After his hang gliding injury, Park said he isolated himself at home for five years. To make a living, he studied computers for a year on a program at a state-run institution for people with disabilities.
“Finding a job back then, before the mandatory recruitment law was put into action, was like looking for a needle in a haystack,” said Park. “A classmate of mine with high scores ended up working in a factory despite his computer skills. There was hardly any hope.”
Learning that few companies were willing to recruit someone in a wheel- chair, Park studied social welfare at Soongsil University. After four years of study, he tried the job market again. He was 34 and it was 1988.
Park applied to several institutions that work for people with disabilities, but he was rejected, not because of his physical condition, but because of his age.
“At least I got seen,” said Park. “In other fields, it was almost impossible get to the interview stage.”
He had to do something, so he studied for his master’s at the same university in the same subject, and later worked with different organizations for people with disabilities.
Since then, he has been giving talks to people with disabilities at a night school. He knows that without education, it is impossible to face the world.
In 1998, he became the principal of the Nodl Night School, a place only for people with disabilities.
His wish now is to see more companies comply with the law concerning the workplace.
“It would make people more secure if companies with over 300 employees hired people with disabilities,” said Cho Jong-ran from the Korea Employment Promotion Agency.
“However, although the number of people with disabilities getting recruited at big operations has been going up, major businesses are still reluctant to hire because of prejudice and misconceptions,” Cho added.
“The biggest problem is that there are companies that don’t even try to hire people with disabilities.”
Ha Sang-woo, head of the employment policy team at the Korea Employers Federation, said major corporations are reluctant to hire because other employees don’t feel comfortable working alongside people with disabilities.
“Many companies would rather pay the fine than try to meet the target of 2 percent mandatory recruitment of people with disabilities,” said Ha.
He added that the new antidiscrimination law will further freeze the already miniscule hirings.
“Strong regulations will probably make companies less enthusiastic about the law, because companies have to be more sensitive, and it might be easy to misinterpret an action as discrimination. Who wants to bother with all that?”
Park says his mission now is to educate others like him for the real world. The Labor Ministry’s study shows that only 370 of the 2,159 high schools in Korea have special classes for people with disabilities.
Adults with disabilities, who aren’t educated, account for almost 50 percent of the total population of people with disabilities.

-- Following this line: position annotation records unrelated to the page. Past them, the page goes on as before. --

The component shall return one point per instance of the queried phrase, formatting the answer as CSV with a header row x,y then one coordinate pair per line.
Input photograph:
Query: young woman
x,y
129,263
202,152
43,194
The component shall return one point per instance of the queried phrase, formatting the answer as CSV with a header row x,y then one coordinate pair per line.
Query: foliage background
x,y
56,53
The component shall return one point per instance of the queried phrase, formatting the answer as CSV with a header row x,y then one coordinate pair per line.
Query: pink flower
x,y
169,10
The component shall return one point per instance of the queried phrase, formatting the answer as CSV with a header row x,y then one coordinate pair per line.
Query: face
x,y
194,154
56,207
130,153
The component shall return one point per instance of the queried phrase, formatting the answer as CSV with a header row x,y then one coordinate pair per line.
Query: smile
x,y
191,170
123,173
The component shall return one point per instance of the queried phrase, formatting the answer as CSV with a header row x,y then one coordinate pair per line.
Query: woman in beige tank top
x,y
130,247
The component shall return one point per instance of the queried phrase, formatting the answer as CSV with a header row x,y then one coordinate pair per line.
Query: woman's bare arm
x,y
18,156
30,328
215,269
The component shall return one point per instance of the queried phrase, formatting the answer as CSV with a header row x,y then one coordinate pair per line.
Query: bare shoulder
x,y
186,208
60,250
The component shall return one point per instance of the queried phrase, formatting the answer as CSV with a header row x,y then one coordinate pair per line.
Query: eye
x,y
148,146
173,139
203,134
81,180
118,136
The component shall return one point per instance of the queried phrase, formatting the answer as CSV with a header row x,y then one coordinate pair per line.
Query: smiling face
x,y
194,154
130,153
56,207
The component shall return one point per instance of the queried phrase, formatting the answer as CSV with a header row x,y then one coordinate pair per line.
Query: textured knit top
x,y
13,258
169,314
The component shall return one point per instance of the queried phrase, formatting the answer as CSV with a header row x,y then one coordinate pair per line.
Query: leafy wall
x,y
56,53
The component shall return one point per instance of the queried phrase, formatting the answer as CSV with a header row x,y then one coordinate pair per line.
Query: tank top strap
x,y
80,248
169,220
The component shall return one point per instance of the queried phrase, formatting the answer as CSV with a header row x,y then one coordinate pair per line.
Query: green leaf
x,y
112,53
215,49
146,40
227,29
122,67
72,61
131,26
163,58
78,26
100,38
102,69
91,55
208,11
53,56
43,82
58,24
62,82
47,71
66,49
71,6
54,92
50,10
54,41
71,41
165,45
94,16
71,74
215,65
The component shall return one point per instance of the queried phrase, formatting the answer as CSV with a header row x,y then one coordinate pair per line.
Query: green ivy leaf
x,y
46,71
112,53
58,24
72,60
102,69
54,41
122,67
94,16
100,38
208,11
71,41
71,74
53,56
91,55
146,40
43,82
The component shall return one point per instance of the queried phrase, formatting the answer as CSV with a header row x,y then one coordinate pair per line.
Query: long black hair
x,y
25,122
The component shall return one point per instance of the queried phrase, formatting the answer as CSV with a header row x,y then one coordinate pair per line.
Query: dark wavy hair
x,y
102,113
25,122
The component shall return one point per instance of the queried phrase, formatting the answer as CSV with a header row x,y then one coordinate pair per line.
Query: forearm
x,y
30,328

“If you know more, you can protect yourself against discrimination,” said Park.
However, running a night school of 40 students isn’t easy.
Nodl is funded by donations and earlier this year, after being moved from a welfare facility that they had used as a school for 15 years, classes have been held in a tent in a park in Daehangno, Seoul since January.
Park and his students have found a building owner in Daehangno who has agreed to rent his place to the school. The first class started on Tuesday.
“We were lucky,” said Park. “For people with our conditions, it is not easy finding office space,” said Park. “I had to face discrimination when finding my own apartment. The home owner didn’t want to go through with the contract after learning I was disabled,” said Park. “Some said outright that I would bring down the value of the real estate.”
Park believes that people with disabilities should mingle as much as possible with people who are able-bodied.
“This will help those who are not disabled to have a better understanding of us as people,” said Park. “It’s not right to place people with disabilities in an isolated institution. The scenery is nice and the environment clean and healthy at such institutions, but they are away from mainstream society.
“There should be no walls between us and no need for Disability Awareness Days.”